The best perennial in the world?
I like hardy geraniums.
I don’t love them. I could live without them.
They don’t make my heart skip a beat. But I like them.
Sometimes it is good just to like something – it allows you to judge it rationally.
Hardy geraniums are useful. They should be a part of every garden just as oats and wholemeal flour should be a part of your diet. Porridge is nice. It is hard to dislike it but you would hardly ask for it as your last meal on death row.
Hardy geraniums are generally easy to grow, have attractive flowers, put up with a wide range of soil types and growing conditions, are good for bees and are just generally good eggs. But most don’t ever have a mass of flowers at one time so they are easily overlooked as your eye goes to more flamboyant plants. That is until we had ‘Rozanne’. Then everything changed.
‘Rozanne’ was an amazing new plant when it was introduced in 2000. And not just because it was a geranium that got me excited.
‘Rozanne’ was first shown to the public at Chelsea Flower Show by Adrian Bloom and it has proved to be a wonderful plant, performing well all over the world. Apart from the fact that it has beautiful flowers and attractive foliage, it flowers on and on and on. It has a sprawling habit that covers the ground effectively but it is not scrawny at all. It is a flowering machine. It was introduced by Adrian Bloom but not bred by him. He was asked to introduce it by Donald and Rozanne Waterer in 1992.
Soon after it was introduced a very similar plant called ‘Jolly Bee’ was introduced from The Netherlands.

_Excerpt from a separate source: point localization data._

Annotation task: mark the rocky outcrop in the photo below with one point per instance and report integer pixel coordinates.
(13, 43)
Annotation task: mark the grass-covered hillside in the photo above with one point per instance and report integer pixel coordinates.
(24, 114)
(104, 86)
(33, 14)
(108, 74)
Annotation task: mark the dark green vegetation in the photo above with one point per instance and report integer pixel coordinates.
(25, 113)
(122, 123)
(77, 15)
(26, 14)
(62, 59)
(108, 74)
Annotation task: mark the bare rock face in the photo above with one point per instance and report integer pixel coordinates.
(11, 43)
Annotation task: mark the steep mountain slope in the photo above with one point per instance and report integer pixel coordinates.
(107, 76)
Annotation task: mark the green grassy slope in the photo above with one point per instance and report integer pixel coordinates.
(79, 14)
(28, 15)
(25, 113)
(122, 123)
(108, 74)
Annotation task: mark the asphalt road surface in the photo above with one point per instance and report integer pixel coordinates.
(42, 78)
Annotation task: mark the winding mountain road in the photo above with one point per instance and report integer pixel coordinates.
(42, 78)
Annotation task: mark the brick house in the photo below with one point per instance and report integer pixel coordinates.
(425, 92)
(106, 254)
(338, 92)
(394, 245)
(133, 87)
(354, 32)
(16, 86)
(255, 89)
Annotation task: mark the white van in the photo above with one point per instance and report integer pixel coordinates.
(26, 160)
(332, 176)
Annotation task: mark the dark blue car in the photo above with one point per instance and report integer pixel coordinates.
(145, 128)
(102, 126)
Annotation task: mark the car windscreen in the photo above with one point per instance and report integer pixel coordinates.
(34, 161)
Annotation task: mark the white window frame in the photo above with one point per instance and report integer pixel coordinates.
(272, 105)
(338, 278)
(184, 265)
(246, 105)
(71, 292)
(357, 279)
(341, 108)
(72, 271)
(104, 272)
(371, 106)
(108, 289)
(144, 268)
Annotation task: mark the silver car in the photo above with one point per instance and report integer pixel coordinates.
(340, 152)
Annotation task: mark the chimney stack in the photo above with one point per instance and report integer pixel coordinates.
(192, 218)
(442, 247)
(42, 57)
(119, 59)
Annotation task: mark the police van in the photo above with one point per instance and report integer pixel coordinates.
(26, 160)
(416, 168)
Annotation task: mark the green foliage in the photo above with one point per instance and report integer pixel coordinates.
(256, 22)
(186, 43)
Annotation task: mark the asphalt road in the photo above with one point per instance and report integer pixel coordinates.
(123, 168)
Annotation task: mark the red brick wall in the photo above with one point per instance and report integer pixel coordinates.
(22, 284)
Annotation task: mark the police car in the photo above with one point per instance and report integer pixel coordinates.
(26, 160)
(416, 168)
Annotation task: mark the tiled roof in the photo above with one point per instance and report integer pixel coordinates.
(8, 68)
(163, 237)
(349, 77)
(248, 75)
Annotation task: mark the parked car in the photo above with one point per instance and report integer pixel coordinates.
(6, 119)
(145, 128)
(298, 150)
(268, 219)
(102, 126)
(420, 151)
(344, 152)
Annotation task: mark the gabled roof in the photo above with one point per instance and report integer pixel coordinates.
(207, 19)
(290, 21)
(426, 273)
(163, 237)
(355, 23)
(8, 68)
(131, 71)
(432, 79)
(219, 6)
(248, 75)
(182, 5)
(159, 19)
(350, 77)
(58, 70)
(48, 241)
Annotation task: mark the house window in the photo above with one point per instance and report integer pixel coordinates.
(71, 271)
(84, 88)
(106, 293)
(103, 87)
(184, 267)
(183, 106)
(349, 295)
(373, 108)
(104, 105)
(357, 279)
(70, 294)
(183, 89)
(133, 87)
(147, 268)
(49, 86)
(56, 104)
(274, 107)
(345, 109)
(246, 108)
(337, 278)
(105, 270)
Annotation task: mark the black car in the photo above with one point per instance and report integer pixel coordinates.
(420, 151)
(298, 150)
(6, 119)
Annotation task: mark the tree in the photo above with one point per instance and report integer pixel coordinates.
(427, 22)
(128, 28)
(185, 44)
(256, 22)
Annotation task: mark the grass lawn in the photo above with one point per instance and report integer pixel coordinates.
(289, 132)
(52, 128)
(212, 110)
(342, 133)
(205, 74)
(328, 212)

I had a bit of a relationship with both plants. I was doing some work for Darwin Plants (a wholesale nursery) and went to The Netherlands and saw ‘Jolly Bee’ in commercial production and Marco Van Noort, the nursery owner gave me a jar of ‘Jolly Bee’ honey. The differences between the two plants were minimal and Blooms of Bressingham took out a law suit to contest the origin of ‘Jolly Bee’. It was ruled that the two plants were not distinct genetically or morphologically and Marco lost the case after spending 200,000 euro on it, perhaps proving that in these cases only lawyers win. The two plants were very similar, and I grew both and could not see much difference, especially because the flower colour does vary a little according to the weather. Oh and the honey leaked in my case on the way home.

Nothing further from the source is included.